Azure / azure-functions-servicebus-extension

Service Bus extension for Azure Functions
MIT License
65 stars 35 forks source link

Allow all in-flight Service Bus messages to complet during shutdown when function execution completes #143

Closed sidkri closed 3 years ago

sidkri commented 3 years ago

Prior to the changes in this PR, when a WebJob starts stopping, Service Bus messages continue to start processing but get abandoned as ServiceBusListener.Cancel() is called first which cancels the cancellation token source related to function invocation but does not stop the underlying Service Bus SDK from processing new messages. Additionally, the default MessageProcessor implementation throws an exception if the cancellation token involved in function execution is set which results in all in-flight messages getting abandoned even though they were successfully processed by the function. Both behaviors are modified as explained in the changes below.

Changes:

Pull request checklist

alrod commented 3 years ago

How does the job host stop the listener? Does it call Cancel and then StopAsync? From the interface description it should just cancel "in process" operations https://github.com/Azure/azure-webjobs-sdk/blob/dev/src/Microsoft.Azure.WebJobs.Host/Listeners/IListener.cs#L32

sidkri commented 3 years ago

How does the job host stop the listener? Does it call Cancel and then StopAsync? From the interface description it should just cancel "in process" operations https://github.com/Azure/azure-webjobs-sdk/blob/dev/src/Microsoft.Azure.WebJobs.Host/Listeners/IListener.cs#L32

Per the interface description "Cancel any in progress listen operation" we should just cancel in-flight executions but listening will continue and it's not clear what should happen with new messages. The issue in this extension is that after Cancel() is called even new messages that start processing after the call will have a cancelled token. This is appropriate from the perspective of notifying the function being executed that execution may get interrupted/cancelled at any time after Cancel() is invoked. The problem is that the Service Bus extension checks the cancellation token while binding as well as when execution completes and in both cases throws an exception if the cancellation token is set, presumably so that the message is abandoned instead of completed as execution may get interrupted (ServiceBusBinding) or might have been skipped in the function (MessageProcessor). Another pattern we can follow is to simply notify the function code via the cancellation token that execution may get cancelled and let it decide to abandon the service bus message by throwing an exception (when autoComplete is enabled). Remove the check and throw logic in the two places I linked above could be a better change. I opted for modifying the behavior of ServiceBusListener:Cancel() to align with that of the EventHubsListener.Cancel() which simply calls StopAsync().

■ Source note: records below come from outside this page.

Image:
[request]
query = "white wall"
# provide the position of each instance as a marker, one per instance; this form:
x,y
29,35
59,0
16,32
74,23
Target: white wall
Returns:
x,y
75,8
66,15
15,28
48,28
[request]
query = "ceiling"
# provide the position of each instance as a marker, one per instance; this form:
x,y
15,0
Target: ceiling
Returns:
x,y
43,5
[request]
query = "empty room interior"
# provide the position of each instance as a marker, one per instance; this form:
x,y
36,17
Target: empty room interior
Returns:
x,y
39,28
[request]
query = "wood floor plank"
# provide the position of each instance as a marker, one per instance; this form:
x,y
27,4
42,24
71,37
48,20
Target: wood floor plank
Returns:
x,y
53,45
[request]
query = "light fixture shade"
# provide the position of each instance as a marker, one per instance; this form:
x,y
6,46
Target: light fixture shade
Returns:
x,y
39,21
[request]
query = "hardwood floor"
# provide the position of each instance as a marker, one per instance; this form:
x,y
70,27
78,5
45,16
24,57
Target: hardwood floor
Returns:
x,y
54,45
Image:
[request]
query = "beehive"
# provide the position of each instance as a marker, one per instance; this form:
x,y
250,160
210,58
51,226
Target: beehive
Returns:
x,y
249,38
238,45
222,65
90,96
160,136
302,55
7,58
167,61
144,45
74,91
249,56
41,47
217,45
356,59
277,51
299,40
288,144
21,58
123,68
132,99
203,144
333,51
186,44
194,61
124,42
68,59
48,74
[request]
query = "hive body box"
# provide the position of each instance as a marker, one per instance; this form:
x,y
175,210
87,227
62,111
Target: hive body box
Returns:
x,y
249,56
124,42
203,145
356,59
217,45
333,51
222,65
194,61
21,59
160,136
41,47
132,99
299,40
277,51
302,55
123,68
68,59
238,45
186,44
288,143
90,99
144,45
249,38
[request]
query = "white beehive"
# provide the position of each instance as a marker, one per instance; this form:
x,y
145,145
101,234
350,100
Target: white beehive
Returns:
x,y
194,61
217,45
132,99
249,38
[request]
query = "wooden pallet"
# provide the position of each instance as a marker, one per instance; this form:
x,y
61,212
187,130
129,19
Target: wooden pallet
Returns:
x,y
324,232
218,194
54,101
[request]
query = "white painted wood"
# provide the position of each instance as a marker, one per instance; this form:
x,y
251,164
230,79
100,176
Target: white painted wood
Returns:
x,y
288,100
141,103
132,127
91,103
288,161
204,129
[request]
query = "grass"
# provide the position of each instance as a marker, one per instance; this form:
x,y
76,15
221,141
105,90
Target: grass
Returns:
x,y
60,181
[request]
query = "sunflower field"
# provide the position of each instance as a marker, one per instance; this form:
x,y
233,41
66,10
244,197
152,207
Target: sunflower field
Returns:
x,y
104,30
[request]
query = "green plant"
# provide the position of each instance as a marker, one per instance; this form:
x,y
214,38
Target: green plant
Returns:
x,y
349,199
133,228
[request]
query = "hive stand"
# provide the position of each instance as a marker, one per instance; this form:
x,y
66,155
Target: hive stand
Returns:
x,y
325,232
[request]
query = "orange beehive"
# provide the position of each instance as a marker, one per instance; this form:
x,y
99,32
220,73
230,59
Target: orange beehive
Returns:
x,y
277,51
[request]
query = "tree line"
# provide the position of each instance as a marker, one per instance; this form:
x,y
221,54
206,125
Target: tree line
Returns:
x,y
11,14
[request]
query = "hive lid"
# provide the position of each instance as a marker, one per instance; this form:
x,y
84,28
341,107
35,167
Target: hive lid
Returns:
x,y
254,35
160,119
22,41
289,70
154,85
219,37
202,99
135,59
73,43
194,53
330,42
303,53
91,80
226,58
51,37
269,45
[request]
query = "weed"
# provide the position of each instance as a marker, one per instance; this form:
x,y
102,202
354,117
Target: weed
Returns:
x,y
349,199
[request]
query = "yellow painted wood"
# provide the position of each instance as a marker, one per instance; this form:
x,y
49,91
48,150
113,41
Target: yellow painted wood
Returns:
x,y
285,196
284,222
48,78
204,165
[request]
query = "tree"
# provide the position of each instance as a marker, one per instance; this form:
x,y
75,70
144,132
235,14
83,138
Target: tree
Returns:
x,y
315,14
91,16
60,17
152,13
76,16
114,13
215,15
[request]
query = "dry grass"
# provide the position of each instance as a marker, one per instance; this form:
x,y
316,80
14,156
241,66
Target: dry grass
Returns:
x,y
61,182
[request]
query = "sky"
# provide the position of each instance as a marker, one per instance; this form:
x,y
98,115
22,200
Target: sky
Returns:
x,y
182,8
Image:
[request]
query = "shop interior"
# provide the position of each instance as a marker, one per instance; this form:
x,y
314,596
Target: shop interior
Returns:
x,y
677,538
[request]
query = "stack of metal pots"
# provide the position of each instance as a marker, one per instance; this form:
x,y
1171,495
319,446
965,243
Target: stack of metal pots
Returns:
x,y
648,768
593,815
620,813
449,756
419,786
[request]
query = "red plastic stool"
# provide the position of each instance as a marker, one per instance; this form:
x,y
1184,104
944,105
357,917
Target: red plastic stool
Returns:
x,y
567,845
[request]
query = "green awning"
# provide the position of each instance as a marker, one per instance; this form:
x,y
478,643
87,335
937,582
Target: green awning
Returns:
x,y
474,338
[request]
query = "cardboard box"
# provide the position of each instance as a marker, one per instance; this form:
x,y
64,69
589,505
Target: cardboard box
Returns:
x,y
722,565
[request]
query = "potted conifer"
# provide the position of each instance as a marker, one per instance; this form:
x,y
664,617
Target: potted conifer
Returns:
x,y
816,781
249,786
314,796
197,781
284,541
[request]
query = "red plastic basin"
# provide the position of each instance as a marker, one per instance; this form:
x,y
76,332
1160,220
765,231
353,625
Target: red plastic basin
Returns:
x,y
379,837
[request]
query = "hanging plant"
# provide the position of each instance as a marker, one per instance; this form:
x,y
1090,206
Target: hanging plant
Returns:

alrod commented 3 years ago

Adding some conversation for history:

[4/8 6:14 PM] Alexey Rodionov I thought more about the change

why do we remove cancellationToken.ThrowIfCancellationRequested(); in MessageProcessor and SessionMessageProcessor and leave them in other places? Maybe we should also leave them so on after dispose with not get disposed object exception on message comlete/abandon? If now the token is canceled on dispose, will the customer have the same issues as we still cancelling the token?

​[4/8 6:50 PM] Sid Krishna

1 I need to remove them from processors as Drain mode manager cancel's the token

​[4/8 6:51 PM] Sid Krishna

2 dispose is called at the end, cancel happens at the start of shutdown

​[4/8 6:51 PM] Sid Krishna the tests are manually creating an IHostedService and stopping it ​[4/8 6:51 PM] Sid Krishna WebJobs itself has a different lifecycle ​[4/8 6:52 PM] Sid Krishna I'll validate #1 again, the token that drain manager cancels is an further down the stack so might not affect message processor actually ​[4/8 7:48 PM] Sid Krishna I tested that the cancellation token does not get set when draining at the message processor level (your #1) so those removals are actually not needed so I reverted those changes and pushed. ​[4/8 7:51 PM] Sid Krishna That leaves your #2 which I think is not an issue as by the time the object is getting disposed the process is close to stopping so impact will be minimal if at all v/s when Cancel is invoked for which there is a long delay between that and process stopping.